Phillip J. Eby wrote:
> At 02:15 PM 4/6/2006, Guido van Rossum wrote:
>> On 4/6/06, Phillip J. Eby <[EMAIL PROTECTED]> wrote:
>> > I don't want to discourage people from working out their own ideas,
>> > but a lot of the stuff that's being discussed here about protocol
>> > adaptation is already implemented in PyProtocols.
>>
>> That's great. I believe that if we derive things from first principles
>> here and arrive at the same choices as PyProtocols, we haven't wasted
>> anybody's time;
> 
> I agree; that's why I said "I don't want to discourage people from 
> working out ... ideas".  I just wanted to point out that for those who 
> prefer to learn from worked-out examples, there are some available.  One 
> reason I like to steal designs from *built* systems is that making 
> something real forces lots of tradeoffs into the open, that don't come 
> up when you're just brainstorming.
> 
> That having been said, please consider this a "spoiler warning": the 
> rest of this message reveals where I think you're all going to 
> eventually end up.  If it'll spoil anyone's fun and/or learning to know 
> this ahead of time, don't read the rest of this message.  :)
> 
> Hint: premature optimization is the root of all evil. I was actually 
> trying to hint in my previous message that it would be valuable to learn 
> from PyProtocols' example by *not* repeating it!  I was not suggesting 
> that PyProtocols is a model to which you should all aspire, but rather 
> consider why I wish I hadn't bothered to do it in the first place!

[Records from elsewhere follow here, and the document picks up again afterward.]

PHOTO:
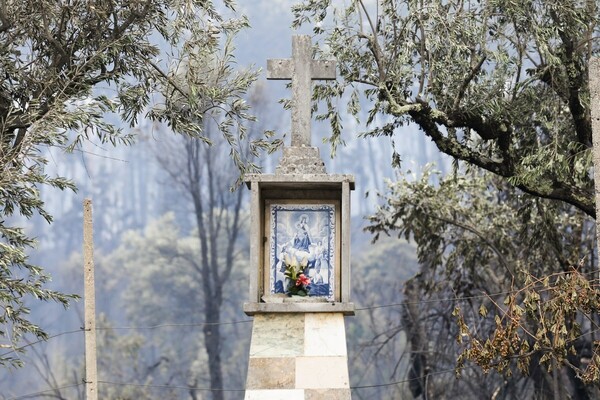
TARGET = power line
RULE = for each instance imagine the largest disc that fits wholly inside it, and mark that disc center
(174, 325)
(16, 349)
(45, 391)
(170, 387)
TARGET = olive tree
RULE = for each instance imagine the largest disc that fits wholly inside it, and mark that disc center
(75, 71)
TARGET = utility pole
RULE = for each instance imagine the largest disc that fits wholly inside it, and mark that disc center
(91, 377)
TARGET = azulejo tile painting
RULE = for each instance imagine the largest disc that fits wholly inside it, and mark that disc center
(304, 233)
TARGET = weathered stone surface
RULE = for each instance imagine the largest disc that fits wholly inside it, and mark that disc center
(594, 82)
(301, 69)
(301, 160)
(327, 394)
(277, 335)
(271, 373)
(282, 394)
(322, 373)
(325, 335)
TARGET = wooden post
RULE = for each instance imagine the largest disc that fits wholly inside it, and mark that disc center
(91, 378)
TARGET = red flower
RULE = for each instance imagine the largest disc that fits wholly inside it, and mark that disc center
(302, 280)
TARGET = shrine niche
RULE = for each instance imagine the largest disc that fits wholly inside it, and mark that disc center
(303, 236)
(300, 216)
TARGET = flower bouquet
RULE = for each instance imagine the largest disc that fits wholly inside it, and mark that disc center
(298, 284)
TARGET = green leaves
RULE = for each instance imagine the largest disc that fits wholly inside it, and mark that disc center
(73, 71)
(492, 83)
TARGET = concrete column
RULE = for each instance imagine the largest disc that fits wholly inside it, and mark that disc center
(298, 357)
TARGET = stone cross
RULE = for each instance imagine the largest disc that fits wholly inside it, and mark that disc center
(594, 82)
(301, 69)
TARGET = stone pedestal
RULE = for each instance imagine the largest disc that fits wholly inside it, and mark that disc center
(298, 356)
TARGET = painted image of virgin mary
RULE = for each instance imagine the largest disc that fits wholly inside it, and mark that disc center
(302, 237)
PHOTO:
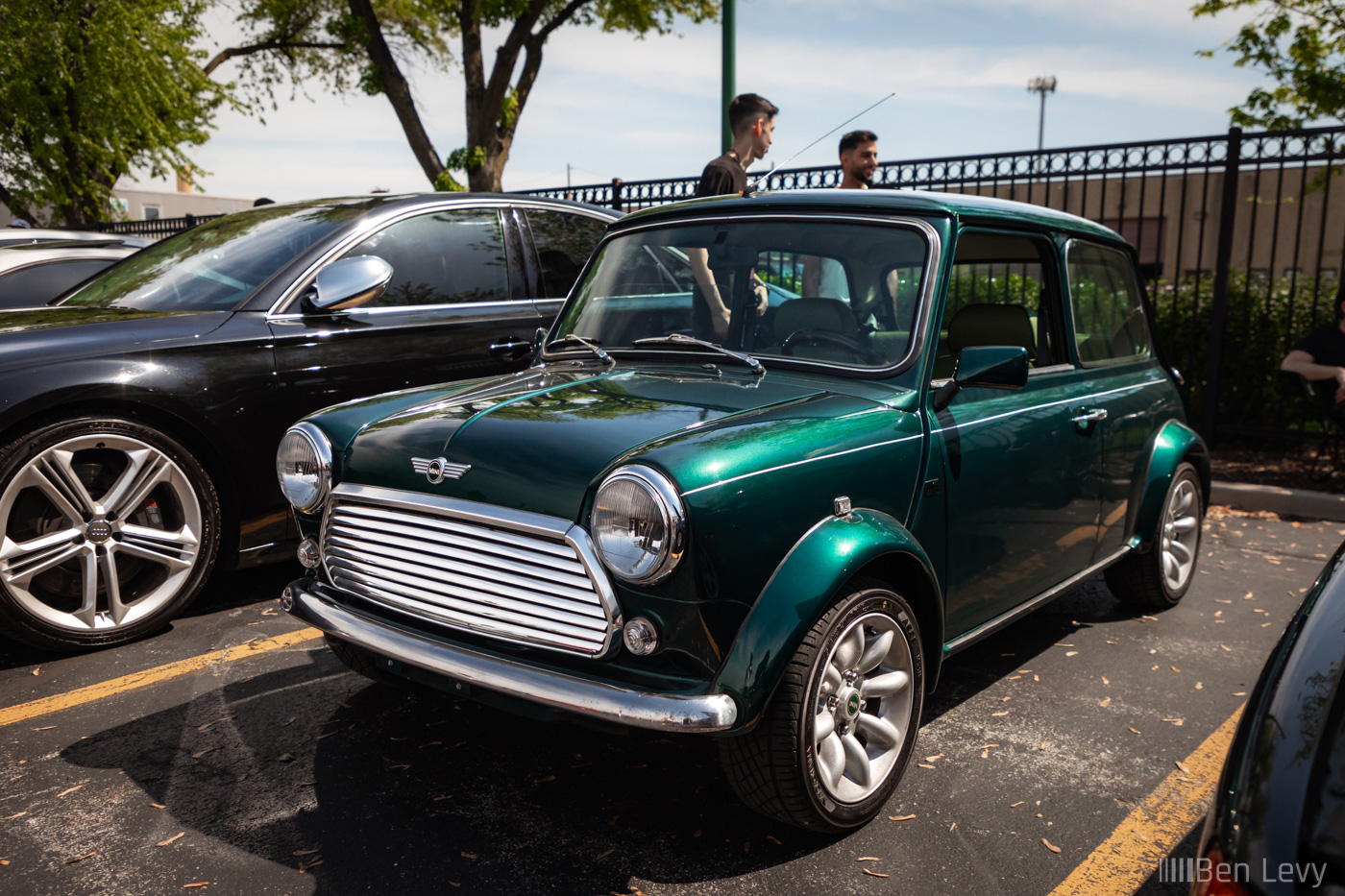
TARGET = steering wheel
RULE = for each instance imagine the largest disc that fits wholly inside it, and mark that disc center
(829, 338)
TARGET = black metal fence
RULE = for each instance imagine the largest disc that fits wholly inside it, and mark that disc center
(157, 228)
(1240, 240)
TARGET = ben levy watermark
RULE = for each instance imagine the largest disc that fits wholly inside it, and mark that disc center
(1189, 871)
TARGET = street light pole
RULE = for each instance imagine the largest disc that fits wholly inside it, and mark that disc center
(726, 73)
(1042, 85)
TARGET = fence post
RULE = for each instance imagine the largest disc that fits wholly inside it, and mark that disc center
(1223, 261)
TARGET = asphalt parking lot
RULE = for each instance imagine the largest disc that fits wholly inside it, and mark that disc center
(234, 754)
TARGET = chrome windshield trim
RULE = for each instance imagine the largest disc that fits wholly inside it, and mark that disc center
(928, 288)
(383, 309)
(548, 688)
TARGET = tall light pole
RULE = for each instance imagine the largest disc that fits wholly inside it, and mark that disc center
(726, 71)
(1044, 85)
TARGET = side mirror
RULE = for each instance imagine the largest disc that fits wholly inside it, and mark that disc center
(349, 282)
(985, 368)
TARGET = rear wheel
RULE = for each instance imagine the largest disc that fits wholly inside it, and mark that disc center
(1159, 579)
(108, 529)
(840, 731)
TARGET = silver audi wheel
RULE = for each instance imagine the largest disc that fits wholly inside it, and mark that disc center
(107, 530)
(863, 708)
(840, 731)
(1180, 537)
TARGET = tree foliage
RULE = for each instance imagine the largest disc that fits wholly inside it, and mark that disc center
(90, 89)
(1301, 46)
(366, 43)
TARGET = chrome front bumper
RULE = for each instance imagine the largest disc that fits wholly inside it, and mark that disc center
(553, 689)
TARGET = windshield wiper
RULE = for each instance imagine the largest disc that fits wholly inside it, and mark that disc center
(592, 346)
(681, 339)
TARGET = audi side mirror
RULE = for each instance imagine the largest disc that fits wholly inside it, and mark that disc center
(350, 282)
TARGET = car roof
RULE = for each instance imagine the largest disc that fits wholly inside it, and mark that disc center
(11, 237)
(887, 202)
(43, 254)
(387, 201)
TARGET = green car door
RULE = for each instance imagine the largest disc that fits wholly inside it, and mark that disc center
(1018, 466)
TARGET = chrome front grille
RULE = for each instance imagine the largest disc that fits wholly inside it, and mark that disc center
(495, 572)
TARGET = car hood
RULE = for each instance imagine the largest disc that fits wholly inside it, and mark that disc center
(537, 442)
(47, 335)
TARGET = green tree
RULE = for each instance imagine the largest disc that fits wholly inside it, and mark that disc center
(90, 89)
(365, 43)
(1301, 46)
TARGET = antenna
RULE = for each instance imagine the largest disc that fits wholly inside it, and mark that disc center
(776, 170)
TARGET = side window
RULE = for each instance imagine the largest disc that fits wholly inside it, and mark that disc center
(441, 258)
(564, 242)
(1106, 302)
(1001, 294)
(39, 284)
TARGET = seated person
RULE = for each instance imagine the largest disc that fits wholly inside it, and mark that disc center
(1320, 355)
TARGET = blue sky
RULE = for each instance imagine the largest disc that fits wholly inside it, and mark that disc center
(612, 105)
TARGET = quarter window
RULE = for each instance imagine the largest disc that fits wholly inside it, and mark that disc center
(564, 242)
(447, 257)
(1107, 307)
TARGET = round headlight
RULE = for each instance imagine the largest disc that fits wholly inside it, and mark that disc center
(305, 467)
(639, 525)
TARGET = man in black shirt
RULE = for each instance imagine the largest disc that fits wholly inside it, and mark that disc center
(752, 121)
(1321, 355)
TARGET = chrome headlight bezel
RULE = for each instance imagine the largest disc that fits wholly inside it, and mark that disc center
(672, 516)
(322, 448)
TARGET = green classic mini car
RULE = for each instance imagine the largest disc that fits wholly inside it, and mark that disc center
(777, 459)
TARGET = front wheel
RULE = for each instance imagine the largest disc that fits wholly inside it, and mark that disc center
(108, 529)
(1159, 579)
(843, 725)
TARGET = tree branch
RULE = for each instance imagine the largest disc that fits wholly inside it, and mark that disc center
(231, 53)
(399, 91)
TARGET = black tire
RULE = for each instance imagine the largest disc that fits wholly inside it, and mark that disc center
(773, 768)
(160, 534)
(1146, 580)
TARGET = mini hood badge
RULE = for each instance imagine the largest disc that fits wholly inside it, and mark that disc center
(437, 469)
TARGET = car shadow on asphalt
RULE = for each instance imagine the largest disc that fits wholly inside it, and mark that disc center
(419, 790)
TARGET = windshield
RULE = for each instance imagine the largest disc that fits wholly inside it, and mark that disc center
(218, 264)
(814, 289)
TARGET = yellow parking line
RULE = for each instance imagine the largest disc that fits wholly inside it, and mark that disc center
(1149, 835)
(151, 677)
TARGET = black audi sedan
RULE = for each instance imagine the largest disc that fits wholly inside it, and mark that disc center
(140, 413)
(1278, 821)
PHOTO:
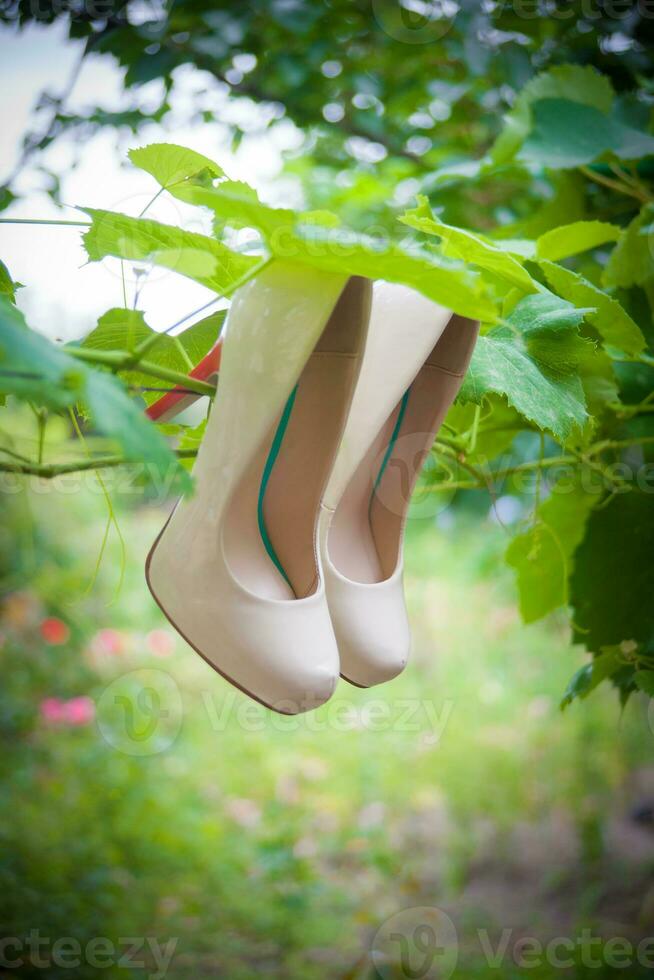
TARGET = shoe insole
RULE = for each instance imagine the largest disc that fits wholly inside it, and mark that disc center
(366, 532)
(270, 537)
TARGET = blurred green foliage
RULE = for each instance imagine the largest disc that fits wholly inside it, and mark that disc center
(280, 846)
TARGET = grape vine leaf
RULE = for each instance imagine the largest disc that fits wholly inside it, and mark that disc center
(533, 367)
(170, 164)
(541, 556)
(632, 260)
(461, 244)
(316, 239)
(31, 367)
(610, 319)
(198, 257)
(612, 583)
(34, 369)
(566, 134)
(122, 329)
(584, 84)
(607, 664)
(566, 240)
(7, 285)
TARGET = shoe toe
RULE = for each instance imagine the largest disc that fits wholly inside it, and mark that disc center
(372, 629)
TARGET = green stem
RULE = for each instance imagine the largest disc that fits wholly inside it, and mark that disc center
(123, 361)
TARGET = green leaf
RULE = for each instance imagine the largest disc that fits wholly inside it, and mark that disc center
(170, 164)
(196, 256)
(461, 244)
(566, 134)
(31, 367)
(541, 556)
(591, 675)
(545, 311)
(579, 685)
(123, 330)
(612, 584)
(552, 399)
(567, 240)
(36, 370)
(117, 416)
(7, 285)
(192, 439)
(581, 84)
(632, 260)
(611, 321)
(301, 239)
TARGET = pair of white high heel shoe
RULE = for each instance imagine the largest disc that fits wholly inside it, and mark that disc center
(284, 569)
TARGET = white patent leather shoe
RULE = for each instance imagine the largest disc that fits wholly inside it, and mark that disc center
(415, 358)
(236, 568)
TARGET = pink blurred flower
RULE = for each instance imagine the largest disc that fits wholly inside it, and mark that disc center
(108, 641)
(75, 711)
(53, 710)
(54, 631)
(160, 642)
(80, 711)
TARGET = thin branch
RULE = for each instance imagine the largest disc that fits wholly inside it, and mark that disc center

I've been stealing liberally from PyProtocols all along, usually trying to 
grasp ways to take *concepts* from it that I liked, and turn them into 
something that seemed *usable* (with aesthetics playing a large part in that).

That's why one of the first things I hit on in rereading PEP 246 was "hang on, 
why are we use a pair of ad hoc protocols to build an adaptation system"? And 
lo and behold, PyProtocols had a much easier to use system based on concrete 
protocol objects, where you manipulated the target protocol directly.

And my last message about adaptation, which was a (massively) simplified 
version of some of the ideas in PyProtocols, let me understand how 
transitivity would apply in a generic function context: you have function_A 
with a certain signature, and existing operations and function_B that can be 
implemented in terms of function_A. All there then needs to be is a way to 
tell function_B about it:

   @function_A.when_specialized
   def notify_function_B(signature, specialization):
       # Give function B a new specialization
       # based on the specialization in A
       # If the signatures are the same, then
       # we can just pass the info along
       function_B.specialize(signature)(specialization)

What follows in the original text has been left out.